Am I correct to say that for you the elemental forces of yin and yang is totally illusory but necessary for a dream. But why the dream as opposed to consciousness? Are you suggesting that consciousness is a dream? Consciousness is governed by laws and dreams re governed by imagination. Are you saying they are the same?
But it couldn't have been any other way for the human experience, because to be a human, and know you are human, is the belief that you have some form of control over the environment by enforcing change by methods of manipulation in order that one can organise the reality in which you live in relation to whatever
Yes, this is what distinguishes conscious man from animal man. Animal man like all animals reacts in response to worldly and comic influences. Comscious man consciously connects above and below or man with the direction of his origin. Animal life is limited to respond to earthly influences serving the animal purpose while conscious man connects the earth with higher consciousness originating from above.

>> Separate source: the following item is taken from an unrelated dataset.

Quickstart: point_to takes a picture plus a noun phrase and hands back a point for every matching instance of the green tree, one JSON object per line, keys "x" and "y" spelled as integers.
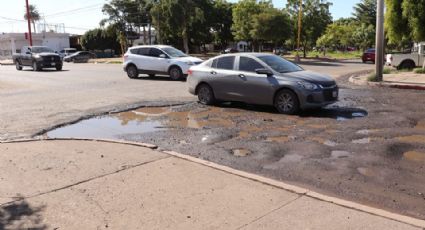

Where I believe in the necessary relativity of being, you see it as illusory. Appreciating the relativity of being enables me to have a working hypothesis of Humanitie’s objective meaning and purpose. Man can evolve from animal man into conscious man. With a dream there is no purpose. Life comes and goes.
All knowledge is essentially MENTAL....if you say you know, then you are mental. Animals don't live in the mental realm of ego, so they are not mental, animals are pure beingness. So it's really ok to call your humaness animalistic.
The universe is mental. Being is relative. Lower forms of life are mechanical. The higher forms have relative consciousness. Plato gave us the divided line analogy which asserts that below the line everything is meaningless The message of all religions is that man has the potential to transform his being from being dominated by animal nature serving a lower purpose or becoming conscious man serving higher purpose
If all lives matter then we'd all be vegans. However, consciousness experiencing itself as and through the human mentality, discovered the art of fire starting, which prompted the act of cannibalism upon matter itself, which is pretty much what life does all the time anyway, for life to MATTER it has no other way of sustaining itself.
If a man eats a cow or a carrot, do cows and carrots matter. If a person becomes able to feel the value that all lives matter, what do they feel? How do they respect it? Why is gluttony considered sin. We all eat but what is our attitude towards eating?
The only thing evloving Nick is electronic technology, where the conscious dream of experiencing the power of having human control in favor of self preservation is then flipped on it's side and given away in favor of experiencing the rise of the machines that are just more artificial appearances within our collective consciousness.
Quite true. Man as a whole is devolving. When machines serve man, it is a sign of evolution. When man serves machines it is a sign of devolution. The trouble is that only a rare few feel the difference anymore.
The 'problem' with both positions is that they agree on one point, machines are a sign of devolution. This appears to be a jury in agreement as to their overall judgement of the reality situation.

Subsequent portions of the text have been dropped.